El resultado de este enfoque es que los sistemas públicos de salud subvencionan a la agroindustria asumiendo los costes de las enfermedades que se generan en unas prácticas de producción insostenibles. Vacunas animales y humanas, antivirales, operaciones de sacrificio de animales… medidas que tienen un alto coste para pequeños productores, consumidores y administraciones públicas, pero que repercuten en un mayor beneficio y son el resultado de la capacidad de la agroindustria para influir en los procesos de toma de decisiones.

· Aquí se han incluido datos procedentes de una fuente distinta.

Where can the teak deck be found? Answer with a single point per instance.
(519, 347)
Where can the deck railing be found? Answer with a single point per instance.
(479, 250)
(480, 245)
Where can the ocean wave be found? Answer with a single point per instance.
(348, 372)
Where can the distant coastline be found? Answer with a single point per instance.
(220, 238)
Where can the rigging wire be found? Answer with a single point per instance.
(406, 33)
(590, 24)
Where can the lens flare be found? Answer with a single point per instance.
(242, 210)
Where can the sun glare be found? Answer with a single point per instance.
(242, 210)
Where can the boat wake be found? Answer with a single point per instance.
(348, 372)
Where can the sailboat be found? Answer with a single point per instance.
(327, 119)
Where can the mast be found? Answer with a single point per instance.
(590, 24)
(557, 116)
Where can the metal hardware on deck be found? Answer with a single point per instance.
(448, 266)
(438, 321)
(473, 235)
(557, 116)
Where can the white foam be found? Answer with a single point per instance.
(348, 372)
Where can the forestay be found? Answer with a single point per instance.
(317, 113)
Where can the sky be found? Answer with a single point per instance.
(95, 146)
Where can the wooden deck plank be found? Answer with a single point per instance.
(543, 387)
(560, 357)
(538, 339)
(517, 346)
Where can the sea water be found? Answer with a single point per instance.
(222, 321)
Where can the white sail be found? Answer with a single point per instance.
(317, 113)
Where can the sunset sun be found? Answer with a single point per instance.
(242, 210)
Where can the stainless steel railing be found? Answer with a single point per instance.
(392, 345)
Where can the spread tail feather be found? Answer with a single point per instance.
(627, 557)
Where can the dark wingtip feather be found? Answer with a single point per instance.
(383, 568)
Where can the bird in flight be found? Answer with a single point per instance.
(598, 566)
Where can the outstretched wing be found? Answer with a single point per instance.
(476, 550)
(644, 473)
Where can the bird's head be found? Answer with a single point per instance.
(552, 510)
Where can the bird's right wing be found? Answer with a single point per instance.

A lo largo de sus páginas “Grandes granjas, grandes gripes” va desenredando la madeja global de la agroindustria, acaparada por la “Big Food”, y el papel de la ganadería integrada en la dispersión por todo el planeta de monocultivos de cerdos y aves de corral, apretujados unos contra otros, en una ecología perfecta para la evolución de múltiples cepas virulentas de gripe con capacidad de infectar a seres humanos.

Según Wallace estamos cultivando nuestros propios patógenos. “Los patógenos están actuando como los perros primitivos, que mordisqueaban cada vez más en nuestros montones de basura, lo que llevó a una vida domesticada pero no necesariamente amistosa dentro de nuestras chozas”.

Así, este libro ayuda a entender que virus altamente patógenos que resultaban bastante inofensivos en animales silvestres son parte del actual sistema de producción de alimentos. Una bomba de relojería que se resume en el título “Grandes granjas, grandes gripes” y que requiere revisar el modelo de producción y consumo si queremos evitar las próximas pandemias.